The air felt thick and hot and the faint breeze curling over the glass barrier didn't seem cooling at all. I'd dressed in a light shot-silk suit, the coolest outfit I had with me, but I could feel sweat trickling down between my shoulder-blades.
'My friend Jeb tells me you are concerned, Ms Telman,' Cholongai said. He sipped his iced coffee. He was a dense-looking man, of average height and bulky but smooth-skinned with spiky grey hair. He'd put on sunglasses when we'd come outside. With so much sunlight and white paintwork around it was very bright even within the parasol's shade, and I was glad I'd remembered my own Ray-Bans.
'I seem to be,' I looked round at the paintwork's glare, 'getting kept in the dark, Mr Cholongai.' I smiled. I tried the iced coffee. Very cold, very strong. I shivered, the sensation of cold and the white blaze of light suddenly taking me back to the snowfields of Wyoming.

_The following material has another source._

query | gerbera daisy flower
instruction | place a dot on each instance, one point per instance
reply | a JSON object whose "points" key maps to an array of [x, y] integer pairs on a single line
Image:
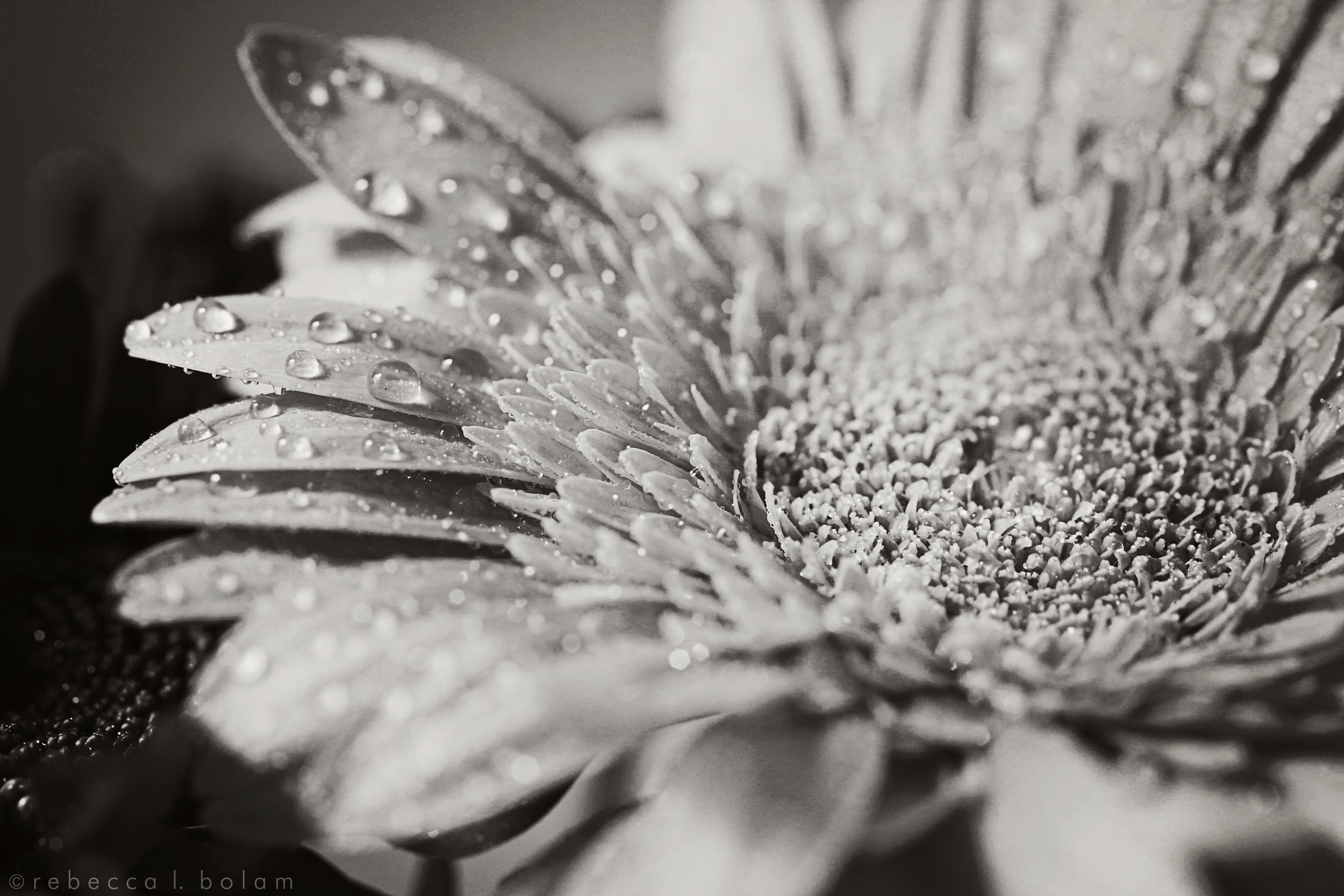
{"points": [[918, 405]]}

He nodded. 'This is true. One cannot tell everybody everything.'
Well, that was suitably gnomic. 'Of course,' I said.
Cholongai was quiet for a moment. He sipped at his coffee. I resisted the urge to fill the silence. 'Your family,' he said eventually. 'Do you still see them very often?'
I blinked behind the shades. 'I suppose I have two families,' I said.
'Truly you are blessed,' Cholongai said, without any obvious irony.
'I'm afraid I don't see either often. I was an only child, my mother was a single parent, she was also an only child, and she died some time ago. I met my father just once. Mrs Telman was like a mother to me…more like an aunt, perhaps. I only met her husband once, on the day of the court hearing when she — they — adopted me.' I was not, of course, telling Cholongai anything he couldn't find out from my personnel file; I didn't doubt that some underling had already briefed him on all this.